Because of some other sloppy work they’d done (losing all the rubber grommets from my side panels, replacing the heated grips three times before they got it right, disconnecting the cruise control, etc), I decided to fix the windshield and trim panel myself. Three years later I finally got around to it, thanks to a friend and fellow Goldwinger who’s been teaching me how to do my own maintenance.
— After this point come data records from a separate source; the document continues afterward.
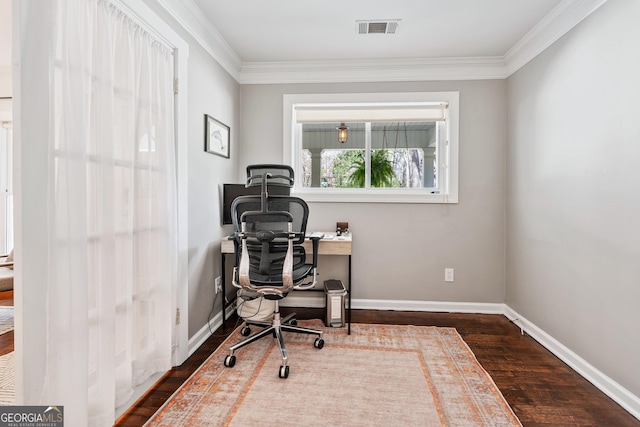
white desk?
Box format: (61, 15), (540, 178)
(220, 231), (353, 334)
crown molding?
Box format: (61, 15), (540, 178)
(157, 0), (242, 80)
(157, 0), (607, 84)
(504, 0), (607, 77)
(239, 57), (506, 84)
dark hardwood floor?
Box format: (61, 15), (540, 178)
(0, 298), (13, 356)
(116, 309), (640, 427)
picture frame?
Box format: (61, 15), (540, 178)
(204, 114), (231, 159)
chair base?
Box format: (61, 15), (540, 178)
(224, 302), (324, 378)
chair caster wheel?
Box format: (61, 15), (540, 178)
(278, 365), (289, 379)
(224, 354), (236, 368)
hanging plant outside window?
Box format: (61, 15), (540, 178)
(349, 150), (395, 188)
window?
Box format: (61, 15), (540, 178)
(284, 92), (458, 203)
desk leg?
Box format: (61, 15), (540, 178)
(347, 255), (352, 335)
(220, 253), (227, 329)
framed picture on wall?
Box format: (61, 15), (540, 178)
(204, 114), (231, 159)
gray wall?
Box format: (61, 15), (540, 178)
(504, 0), (640, 396)
(148, 1), (240, 338)
(240, 80), (506, 303)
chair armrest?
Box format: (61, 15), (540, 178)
(309, 233), (324, 268)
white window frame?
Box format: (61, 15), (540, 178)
(283, 92), (460, 203)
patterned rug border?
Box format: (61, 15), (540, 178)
(145, 319), (521, 426)
(0, 306), (14, 335)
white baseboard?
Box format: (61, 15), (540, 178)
(504, 305), (640, 419)
(351, 299), (504, 314)
(189, 293), (640, 419)
(189, 306), (235, 356)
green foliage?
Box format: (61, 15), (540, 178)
(348, 150), (395, 188)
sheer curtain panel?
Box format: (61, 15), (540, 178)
(50, 0), (177, 426)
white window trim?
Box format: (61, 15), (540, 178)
(282, 92), (460, 203)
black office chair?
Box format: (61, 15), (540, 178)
(224, 165), (324, 378)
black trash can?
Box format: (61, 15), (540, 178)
(324, 279), (347, 328)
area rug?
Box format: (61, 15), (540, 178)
(0, 351), (16, 406)
(146, 321), (521, 427)
(0, 307), (13, 335)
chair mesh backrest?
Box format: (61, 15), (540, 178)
(231, 196), (309, 283)
(231, 196), (309, 244)
(247, 164), (293, 187)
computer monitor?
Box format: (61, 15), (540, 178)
(222, 184), (291, 224)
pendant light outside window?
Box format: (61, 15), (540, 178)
(336, 123), (349, 144)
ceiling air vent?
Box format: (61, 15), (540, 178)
(356, 19), (400, 34)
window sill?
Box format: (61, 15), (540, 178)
(291, 188), (458, 204)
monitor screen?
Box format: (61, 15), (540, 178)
(222, 184), (291, 224)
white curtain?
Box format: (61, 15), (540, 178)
(49, 0), (177, 426)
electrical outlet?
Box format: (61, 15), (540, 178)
(444, 268), (453, 282)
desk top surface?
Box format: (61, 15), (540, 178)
(222, 231), (353, 255)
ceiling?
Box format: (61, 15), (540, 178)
(176, 0), (607, 84)
(0, 0), (606, 84)
(194, 0), (561, 62)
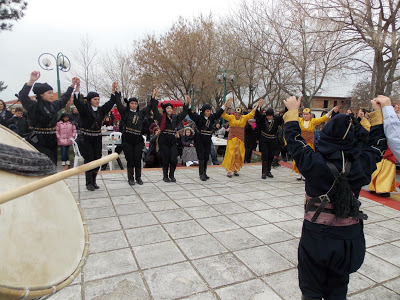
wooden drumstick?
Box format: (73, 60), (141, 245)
(0, 153), (118, 205)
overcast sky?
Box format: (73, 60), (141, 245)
(0, 0), (352, 101)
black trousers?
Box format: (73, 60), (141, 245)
(122, 143), (143, 169)
(79, 136), (103, 172)
(298, 220), (365, 300)
(159, 142), (178, 170)
(194, 133), (211, 162)
(260, 136), (278, 162)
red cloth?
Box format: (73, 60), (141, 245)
(383, 148), (396, 164)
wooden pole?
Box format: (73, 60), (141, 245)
(0, 153), (118, 205)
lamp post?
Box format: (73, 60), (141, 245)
(38, 52), (71, 99)
(215, 70), (239, 103)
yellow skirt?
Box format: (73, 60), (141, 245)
(222, 137), (245, 172)
(368, 159), (396, 194)
(292, 143), (315, 173)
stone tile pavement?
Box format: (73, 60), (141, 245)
(50, 164), (400, 300)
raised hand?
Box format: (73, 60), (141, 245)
(283, 96), (301, 110)
(153, 88), (160, 99)
(185, 95), (192, 105)
(371, 95), (392, 110)
(28, 71), (40, 86)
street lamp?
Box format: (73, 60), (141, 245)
(215, 70), (239, 103)
(38, 52), (71, 99)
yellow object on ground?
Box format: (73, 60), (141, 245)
(368, 159), (396, 194)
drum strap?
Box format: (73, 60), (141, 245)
(0, 143), (57, 176)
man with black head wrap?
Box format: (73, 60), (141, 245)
(18, 71), (78, 164)
(74, 79), (118, 191)
(284, 96), (387, 300)
(115, 84), (156, 185)
(256, 108), (283, 179)
(185, 95), (225, 181)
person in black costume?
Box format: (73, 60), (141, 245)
(115, 86), (154, 185)
(18, 71), (78, 164)
(284, 96), (387, 300)
(74, 79), (118, 191)
(0, 100), (13, 125)
(146, 126), (162, 168)
(151, 89), (189, 182)
(256, 100), (283, 179)
(185, 95), (230, 181)
(244, 119), (258, 163)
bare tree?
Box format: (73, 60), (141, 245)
(135, 16), (221, 106)
(231, 0), (351, 106)
(100, 49), (137, 98)
(313, 0), (400, 97)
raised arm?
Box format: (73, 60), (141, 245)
(150, 89), (162, 125)
(360, 98), (387, 176)
(18, 71), (40, 110)
(378, 96), (400, 160)
(100, 81), (121, 116)
(51, 77), (78, 111)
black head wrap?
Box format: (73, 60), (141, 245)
(265, 108), (274, 116)
(124, 97), (139, 110)
(86, 92), (100, 102)
(318, 114), (360, 159)
(201, 104), (211, 113)
(32, 82), (53, 95)
(161, 103), (174, 112)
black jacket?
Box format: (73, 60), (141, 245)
(151, 99), (188, 146)
(285, 110), (387, 198)
(74, 94), (115, 133)
(188, 108), (224, 142)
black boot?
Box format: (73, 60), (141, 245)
(261, 160), (267, 179)
(92, 170), (100, 190)
(199, 160), (207, 181)
(163, 167), (171, 182)
(85, 171), (94, 192)
(204, 161), (210, 180)
(127, 167), (135, 185)
(169, 166), (176, 182)
(266, 161), (274, 178)
(135, 167), (143, 185)
(301, 295), (322, 300)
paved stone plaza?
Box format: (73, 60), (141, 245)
(50, 164), (400, 300)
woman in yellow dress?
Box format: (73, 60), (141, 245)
(222, 99), (264, 177)
(292, 106), (339, 180)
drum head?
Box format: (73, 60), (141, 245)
(0, 126), (87, 298)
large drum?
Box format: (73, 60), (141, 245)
(0, 126), (89, 299)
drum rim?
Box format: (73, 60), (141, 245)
(0, 125), (89, 299)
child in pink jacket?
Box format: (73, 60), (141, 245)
(56, 113), (76, 166)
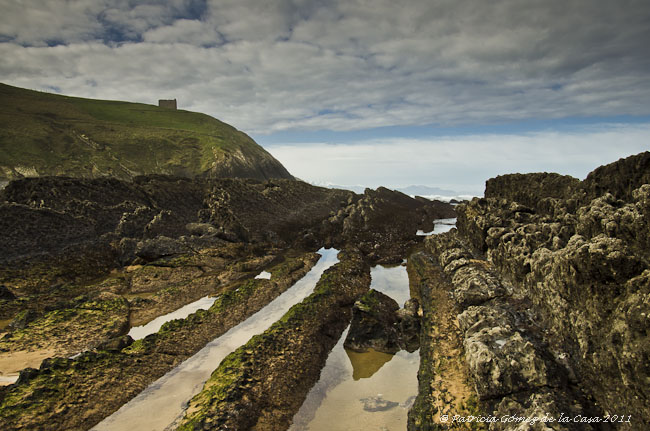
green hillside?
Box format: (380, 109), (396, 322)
(0, 84), (291, 181)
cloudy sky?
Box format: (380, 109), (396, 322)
(0, 0), (650, 193)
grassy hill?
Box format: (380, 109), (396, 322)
(0, 84), (291, 181)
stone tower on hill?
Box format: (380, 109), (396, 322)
(158, 99), (178, 109)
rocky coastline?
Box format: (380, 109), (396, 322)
(409, 152), (650, 430)
(0, 152), (650, 431)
When we pulled the fairing off we discovered some disturbing things. The dealer’s mechanics had incorrectly installed the windshield clamping bar, lost the rubber grommets that go in the bolt holes where the fairing attaches, lost the rubber grip pads on the windshield clamping bar and replaced them with glued-on strips of inner tube, and broken off one of the male prongs that hold the fairing on. And that trim panel that didn’t look right? They’d replaced it with a dirty old piece of scrap plastic, crudely cut with scissors to resemble the stock part.

Of course, all this was meant to be the dealership’s little secret – clearly, they assumed I’d never discover their imbecile butchery. The dealership?  Well, since you ask, it was Tucson Motorsports. Needless to say, I immediately checked the axle nuts and every other critical part on the bike. They will never touch my motorcycle again.

But I’m not slamming one particular dealership . . . well, yes I am, but I’m gun-shy on all dealers now, and so should you be. I don’t know about other locales, but in Tucson, Arizona, starting motorcycle mechanics make less than $7.00 an hour, actually closer to $6.00. And these are the kids who work on your bikes. You tell me: what incentive do they have to do a decent job?

If you have any mechanical capabilities whatsover, I strongly recommend doing as much of your own maintenance as possible. That’s what I’ll be doing from now on.